The Bad Guy
Every serious relationship has one. Certainly, my parents did. I’ve observed it in the marriages of my friends and family. The…ominous drum roll here…bad guy.
Unfortunately, in my marriage, it’s me, especially when it comes to parenting. Basically, I’m a killjoy (find out about your parenting style here).
I’m the one who nixes the dinner out plans because the kids simply have way too much homework. Impulse purchases? Nope, no room in the budget. Sleepover at a friend’s house? Not until I meet the parents.
My husband loves to glance at me when the kids ask a question. “Well, if Mom says it’s okay” is his standard response. I want to snarl at him, “Do you really think it’s okay for our five-year-old to have ice cream for dinner?”
He also loves to word things so that even when he’s giving the direction, I’m still the responsible meanie. For example, he’ll yell out to the backyard, “It’s 8:00. Mom wants you guys to come inside for bed.”
How about dropping the Mom part.
Most of the time I enjoy being the parent who is most involved. After all, years ago we decided that I would stop working so that I could be involved with our children full time. It only makes sense that I would be the one making lots of the mundane decisions. Often, I really do have more of a sense of what to say or do simply because I’m with the kids all of the time. It’s my job and I like it.
I wouldn’t really want my husband to come home from work and change all of my ground rules. It’s natural that he would follow my lead. However, we need to be united when it comes to rules and discipline. Our kids are too savvy for us to stand alone.

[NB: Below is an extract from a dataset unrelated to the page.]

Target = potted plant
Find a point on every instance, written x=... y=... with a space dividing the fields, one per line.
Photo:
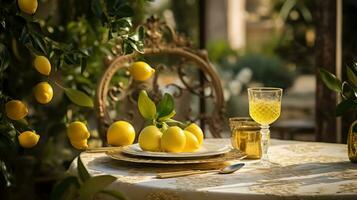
x=348 y=92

My parents were very similar in their parenting dynamics. My father always deferred to my mother when it came to parenting.
True story. My wise guy sister wanted to see if she could get my father to say no to her, so she fabricated an outrageous request. When she was 16-years-old, she asked him if she could go to Florida for spring break with some friends and sleep on the beach. He looked at her doubtfully, but responded, “Well, if your mother says it’s okay.”
Upon hearing this, my mother was appalled. She asked my father, “Do you really think it’s safe for a 16-year-old teenage girl to travel hundreds of miles away with her friends and sleep on a beach?”
He replied, “Of course not. But you know more about raising kids”.
Now both my father and my husband are stand up guys. My mother was lucky and I’m lucky. Hard working, wonderful, loving men. So what’s story here?
Here’s what I think. They don’t want to be the bad guy. They want all of the glory and kudos that goes along with being the good guy. And they just love their kids so stinkin’ much.
However, I have no doubt that if something had happened to my mother, my father would have changed his tune.
And I have no doubt that if something happened to me, my husband would transform himself overnight into “the bad guy.” My kids would hear things come out of his mouth that they’d never heard him say before.
“Time to do your homework…
“Those shorts are too short…
“You can’t wear makeup to school…
“… because Daddy said so.”
-Kay









I totally feel your pain because I am the bad guy too. Funny thing, when I was pregnant my husband and I talked about which one of us would end up being the one who enforces discipline and both of our bets were on HIM. But thats so not the case. I told him that when they become teenagers the tables will turn and he can start being the bad guy!
I’m the bad guy where the ex is concerned, and he’s the fun one. That puts a completely different spin on things. But I can totally relate.